Vois, dans ce taudis, un grand jeune homme pâle, d’une maigreur presque diaphane, c’est un poète. Il a des envolées sublimes qui le font chanceler de bonheur en le grisant d’harmonie, mais comme il souffre en touchant terre ! Tout heurte ses délicatesses et sa sensibilité affinée. Ce que tu appelles des chants, sont des sanglots qui s’échappent de son cœur, comme des soupirs d’une lyre qu’on brise.

Cette créature est une femme. La nature s’est montrée prodigue à son égard dans la distribution des charmes et des grâces. Son âme a des trésors de tendresses et de dévoûment qu’elle prodigue avec un bonheur délirant. Mais, hélas ! la vie mauvaise est une claie, où son pauvre corps est attaché et labouré par des griffes de fer. Son cœur quand on en a bu l’amour, est rejeté avec dédain, comme une orange dont on a sucé le jus.

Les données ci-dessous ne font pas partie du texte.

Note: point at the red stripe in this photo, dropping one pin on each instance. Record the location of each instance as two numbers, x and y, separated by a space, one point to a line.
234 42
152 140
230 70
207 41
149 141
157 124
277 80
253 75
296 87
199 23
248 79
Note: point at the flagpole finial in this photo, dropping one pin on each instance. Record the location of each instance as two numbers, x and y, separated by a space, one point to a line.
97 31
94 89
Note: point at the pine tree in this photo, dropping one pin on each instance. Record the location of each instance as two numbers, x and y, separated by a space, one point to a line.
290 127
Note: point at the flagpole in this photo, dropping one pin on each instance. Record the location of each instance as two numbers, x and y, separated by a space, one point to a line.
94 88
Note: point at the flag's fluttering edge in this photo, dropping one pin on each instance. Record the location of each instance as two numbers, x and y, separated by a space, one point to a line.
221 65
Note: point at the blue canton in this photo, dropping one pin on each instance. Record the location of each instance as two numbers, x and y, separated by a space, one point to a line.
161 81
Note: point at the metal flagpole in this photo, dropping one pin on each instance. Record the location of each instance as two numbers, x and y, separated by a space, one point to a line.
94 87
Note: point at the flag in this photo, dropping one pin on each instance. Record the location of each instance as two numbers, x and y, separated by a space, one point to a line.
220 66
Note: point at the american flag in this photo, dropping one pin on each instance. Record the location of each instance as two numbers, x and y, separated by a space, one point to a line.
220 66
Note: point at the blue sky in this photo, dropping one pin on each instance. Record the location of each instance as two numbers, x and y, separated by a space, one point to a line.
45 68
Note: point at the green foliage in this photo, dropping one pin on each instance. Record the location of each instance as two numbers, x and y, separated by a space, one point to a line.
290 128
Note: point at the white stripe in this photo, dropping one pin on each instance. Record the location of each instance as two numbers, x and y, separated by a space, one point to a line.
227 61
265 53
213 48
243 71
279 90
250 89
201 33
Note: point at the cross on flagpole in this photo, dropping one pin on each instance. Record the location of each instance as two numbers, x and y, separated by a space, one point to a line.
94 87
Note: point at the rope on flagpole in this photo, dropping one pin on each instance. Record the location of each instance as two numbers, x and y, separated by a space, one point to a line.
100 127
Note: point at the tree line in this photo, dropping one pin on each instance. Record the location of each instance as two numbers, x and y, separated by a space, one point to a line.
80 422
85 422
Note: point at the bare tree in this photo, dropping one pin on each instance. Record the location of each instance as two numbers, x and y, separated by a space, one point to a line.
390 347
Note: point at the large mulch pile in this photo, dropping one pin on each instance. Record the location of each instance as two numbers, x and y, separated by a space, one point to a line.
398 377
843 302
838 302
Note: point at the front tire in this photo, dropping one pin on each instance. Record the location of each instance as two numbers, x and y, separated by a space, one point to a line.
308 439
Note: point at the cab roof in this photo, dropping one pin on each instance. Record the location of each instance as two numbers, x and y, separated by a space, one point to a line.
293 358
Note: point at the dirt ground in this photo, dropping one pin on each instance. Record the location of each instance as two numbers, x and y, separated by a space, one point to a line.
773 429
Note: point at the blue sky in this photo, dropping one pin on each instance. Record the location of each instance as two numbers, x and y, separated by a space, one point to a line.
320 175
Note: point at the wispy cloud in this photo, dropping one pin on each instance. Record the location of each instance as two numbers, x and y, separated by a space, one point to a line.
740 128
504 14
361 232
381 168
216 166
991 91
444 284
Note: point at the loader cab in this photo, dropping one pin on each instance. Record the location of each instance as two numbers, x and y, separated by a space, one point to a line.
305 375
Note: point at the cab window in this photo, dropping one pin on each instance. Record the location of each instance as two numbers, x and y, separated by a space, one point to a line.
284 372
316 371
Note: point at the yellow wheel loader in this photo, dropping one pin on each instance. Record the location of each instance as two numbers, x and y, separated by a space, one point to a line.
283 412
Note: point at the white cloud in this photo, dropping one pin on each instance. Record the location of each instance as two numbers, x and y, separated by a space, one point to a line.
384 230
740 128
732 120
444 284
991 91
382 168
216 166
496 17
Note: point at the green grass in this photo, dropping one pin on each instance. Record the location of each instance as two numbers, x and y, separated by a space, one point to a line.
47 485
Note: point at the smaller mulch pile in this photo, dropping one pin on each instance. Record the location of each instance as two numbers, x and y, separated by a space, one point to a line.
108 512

Regarde, enfant, et choisis…

Mais une plainte aiguë m’éveilla en sursaut ; je me frottai les yeux. Les cierges crépitaient dans les candélabres d’argent. Le chérubin dormait toujours dans son cercueil d’ivoire. De la pièce voisine j’entendais des gémissements, j’accourus. La mère à genoux, devant le berceau vide, baisait les draps et le petit oreiller, avec des sanglots convulsifs ;

— « Mon enfant !… on m’a volé mon enfant !… »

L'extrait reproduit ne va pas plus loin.